Elementolab/ChIPseeqer TODO
From Icbwiki
TODO
- CS2FIRE/J-FIRE: need to make J-FIRE available asap: CS2FIRE could have a useJFIRE=1 option;
- remove all requirements to use R anywhere in the framework
DONE
- CS2FIRE: --genome option inadequate ... many people will use --genome=mm9 and it would be treated as Drosophila genome
- create default distal category in CSA
- clean up QC, add clonal read detection program (or keep separate but remove the Perl code)

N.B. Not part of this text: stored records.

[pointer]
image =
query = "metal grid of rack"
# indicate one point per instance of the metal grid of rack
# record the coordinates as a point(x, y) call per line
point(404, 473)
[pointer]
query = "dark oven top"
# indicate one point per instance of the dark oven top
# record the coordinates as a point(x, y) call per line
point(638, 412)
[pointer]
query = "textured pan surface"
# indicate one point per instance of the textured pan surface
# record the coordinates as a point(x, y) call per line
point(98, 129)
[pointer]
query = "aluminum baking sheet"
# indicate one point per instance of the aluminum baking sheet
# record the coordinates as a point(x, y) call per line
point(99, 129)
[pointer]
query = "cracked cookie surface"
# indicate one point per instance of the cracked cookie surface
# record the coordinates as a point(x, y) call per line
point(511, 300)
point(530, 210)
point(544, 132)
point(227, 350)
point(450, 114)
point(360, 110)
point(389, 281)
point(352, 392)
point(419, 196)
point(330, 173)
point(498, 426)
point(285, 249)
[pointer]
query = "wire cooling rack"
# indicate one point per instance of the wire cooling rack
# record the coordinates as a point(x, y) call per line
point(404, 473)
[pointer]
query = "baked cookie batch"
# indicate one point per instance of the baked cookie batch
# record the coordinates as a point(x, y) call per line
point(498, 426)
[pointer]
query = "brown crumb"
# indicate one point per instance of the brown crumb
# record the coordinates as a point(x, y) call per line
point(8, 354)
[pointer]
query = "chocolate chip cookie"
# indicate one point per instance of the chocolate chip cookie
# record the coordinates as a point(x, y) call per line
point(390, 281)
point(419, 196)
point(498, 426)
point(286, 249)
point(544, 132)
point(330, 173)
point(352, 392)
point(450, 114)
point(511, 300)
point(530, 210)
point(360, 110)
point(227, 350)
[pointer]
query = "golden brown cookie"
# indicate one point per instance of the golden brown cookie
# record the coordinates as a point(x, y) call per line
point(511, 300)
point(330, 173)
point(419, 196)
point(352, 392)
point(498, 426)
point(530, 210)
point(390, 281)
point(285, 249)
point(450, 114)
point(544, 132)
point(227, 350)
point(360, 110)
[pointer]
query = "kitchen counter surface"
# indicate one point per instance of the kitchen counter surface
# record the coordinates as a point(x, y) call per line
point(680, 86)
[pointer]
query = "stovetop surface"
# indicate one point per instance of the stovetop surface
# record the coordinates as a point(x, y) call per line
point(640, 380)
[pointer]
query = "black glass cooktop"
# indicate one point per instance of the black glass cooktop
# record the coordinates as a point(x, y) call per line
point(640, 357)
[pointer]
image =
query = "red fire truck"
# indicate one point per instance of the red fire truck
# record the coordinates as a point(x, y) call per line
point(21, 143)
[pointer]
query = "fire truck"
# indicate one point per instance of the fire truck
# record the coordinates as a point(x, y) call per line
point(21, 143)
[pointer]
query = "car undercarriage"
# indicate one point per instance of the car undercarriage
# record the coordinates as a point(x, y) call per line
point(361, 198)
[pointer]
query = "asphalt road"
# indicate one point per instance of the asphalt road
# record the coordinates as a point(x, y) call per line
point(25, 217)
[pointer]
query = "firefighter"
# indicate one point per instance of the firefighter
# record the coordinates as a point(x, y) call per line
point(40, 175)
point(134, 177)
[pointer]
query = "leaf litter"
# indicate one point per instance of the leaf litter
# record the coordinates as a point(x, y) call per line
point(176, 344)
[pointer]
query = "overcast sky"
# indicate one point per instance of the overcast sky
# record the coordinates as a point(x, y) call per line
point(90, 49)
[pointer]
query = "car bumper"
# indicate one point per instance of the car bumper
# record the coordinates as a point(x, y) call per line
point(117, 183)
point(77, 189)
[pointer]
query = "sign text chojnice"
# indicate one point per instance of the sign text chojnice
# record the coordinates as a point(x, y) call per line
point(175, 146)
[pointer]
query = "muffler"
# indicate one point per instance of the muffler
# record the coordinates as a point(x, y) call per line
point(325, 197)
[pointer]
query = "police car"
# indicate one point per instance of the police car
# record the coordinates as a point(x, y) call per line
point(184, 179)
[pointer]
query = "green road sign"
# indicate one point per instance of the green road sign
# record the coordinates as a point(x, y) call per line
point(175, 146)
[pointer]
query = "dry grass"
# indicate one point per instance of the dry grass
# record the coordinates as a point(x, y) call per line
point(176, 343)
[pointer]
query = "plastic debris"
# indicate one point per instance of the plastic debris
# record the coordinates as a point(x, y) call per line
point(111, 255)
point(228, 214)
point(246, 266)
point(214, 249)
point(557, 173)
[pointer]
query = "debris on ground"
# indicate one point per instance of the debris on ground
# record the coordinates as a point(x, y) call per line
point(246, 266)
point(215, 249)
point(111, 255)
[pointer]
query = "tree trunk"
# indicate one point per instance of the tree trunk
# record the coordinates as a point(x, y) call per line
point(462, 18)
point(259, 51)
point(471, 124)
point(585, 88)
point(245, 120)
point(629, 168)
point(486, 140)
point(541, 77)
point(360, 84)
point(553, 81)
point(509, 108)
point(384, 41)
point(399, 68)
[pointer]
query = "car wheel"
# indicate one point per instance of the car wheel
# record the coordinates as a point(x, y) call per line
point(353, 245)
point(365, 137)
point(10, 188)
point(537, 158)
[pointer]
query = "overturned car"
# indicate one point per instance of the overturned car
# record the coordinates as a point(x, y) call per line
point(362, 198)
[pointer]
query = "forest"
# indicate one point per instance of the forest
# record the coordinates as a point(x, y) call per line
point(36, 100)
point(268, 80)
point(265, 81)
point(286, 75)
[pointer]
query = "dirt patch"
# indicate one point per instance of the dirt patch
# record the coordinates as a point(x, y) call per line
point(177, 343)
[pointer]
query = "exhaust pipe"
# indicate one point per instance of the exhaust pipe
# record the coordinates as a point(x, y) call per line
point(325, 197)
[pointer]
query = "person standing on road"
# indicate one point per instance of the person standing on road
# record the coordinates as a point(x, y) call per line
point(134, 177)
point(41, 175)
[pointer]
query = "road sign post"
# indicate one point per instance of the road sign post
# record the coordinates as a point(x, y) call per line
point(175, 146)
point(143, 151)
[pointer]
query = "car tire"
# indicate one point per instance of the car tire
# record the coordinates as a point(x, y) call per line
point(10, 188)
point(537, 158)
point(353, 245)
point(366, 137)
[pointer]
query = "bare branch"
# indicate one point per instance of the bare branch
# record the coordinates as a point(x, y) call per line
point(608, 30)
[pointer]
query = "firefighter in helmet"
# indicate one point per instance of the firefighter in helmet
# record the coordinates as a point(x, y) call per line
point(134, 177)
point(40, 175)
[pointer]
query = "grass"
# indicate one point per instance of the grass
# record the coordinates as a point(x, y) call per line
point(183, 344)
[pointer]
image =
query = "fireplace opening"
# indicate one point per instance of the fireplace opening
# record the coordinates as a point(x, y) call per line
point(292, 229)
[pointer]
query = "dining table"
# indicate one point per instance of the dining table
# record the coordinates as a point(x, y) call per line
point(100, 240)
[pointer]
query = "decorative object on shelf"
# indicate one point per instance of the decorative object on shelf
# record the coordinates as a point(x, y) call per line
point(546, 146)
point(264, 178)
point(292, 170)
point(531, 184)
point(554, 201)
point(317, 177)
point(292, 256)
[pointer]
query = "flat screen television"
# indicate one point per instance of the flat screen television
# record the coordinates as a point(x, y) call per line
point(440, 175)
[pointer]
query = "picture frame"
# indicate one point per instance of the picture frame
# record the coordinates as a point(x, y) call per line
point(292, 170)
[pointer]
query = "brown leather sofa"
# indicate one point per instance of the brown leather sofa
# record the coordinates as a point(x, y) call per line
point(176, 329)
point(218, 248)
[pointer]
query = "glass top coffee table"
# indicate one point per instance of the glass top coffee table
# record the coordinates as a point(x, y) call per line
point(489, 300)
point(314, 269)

- move QC to main dir and rename to ChIPseeqerQC
- CSMotifMatch, input peakfile, runs CSAnnotate, combines peaks-genes in geneparts (P,I,E) and looks for pathways using the GO name (GO:000977) or any name included in a pathway (e.g., apoptosis, regulation)
- Print summary of parameters used in ChIPseeqer
- Kohonen support with visualization - and merge with CSCluster
- QC: need to rewrite clonal read analysis in C .. Perl way too slow ... generally add more QC tool like in HOMER
- need to add BAM support
- show actual output in http://icb.med.cornell.edu/wiki/index.php/Elementolab/ChIPseeqerGetReadCountInPeakRegions
- A tool like CSMotifMatch but for pathways - no enrichment involved (CSPathwayMatch)
- CSPAGE: improve transition and doc between CSAnnotate and CSPAGE. Should have a tool to merge columns of the main CSA output matrix
- make tool similar to http://icb.med.cornell.edu/wiki/index.php/Elementolab/ChIPseeqerPlotAverageReadDensityInGenes that shows where peaks (not reads) fall in promoters, exons, etc
- add support for ENSEMBL/UCSCGenes annotation
- create documentation for CSgetIntervalReadCounts (rename too) ... let's show in the documentation what the input is like
- add statistics (avg peak length, etc) to CS
- add illustrative fig to http://icb.med.cornell.edu/wiki/index.php/Elementolab/ChIPseeqerGetReadDensityProfiles
- fix (prog names etc) http://icb.med.cornell.edu/wiki/index.php/Elementolab/ChIPseeqer_Evaluating_Conservation_Of_Distal_Peaks
- the profile option of CSCon is not well documented right now http://icb.med.cornell.edu/wiki/index.php/Elementolab/ChIPseeqer_Evaluating_Conservation_Of_Distal_Peaks .. integrate better
- why does CSCon need the human genome as option ?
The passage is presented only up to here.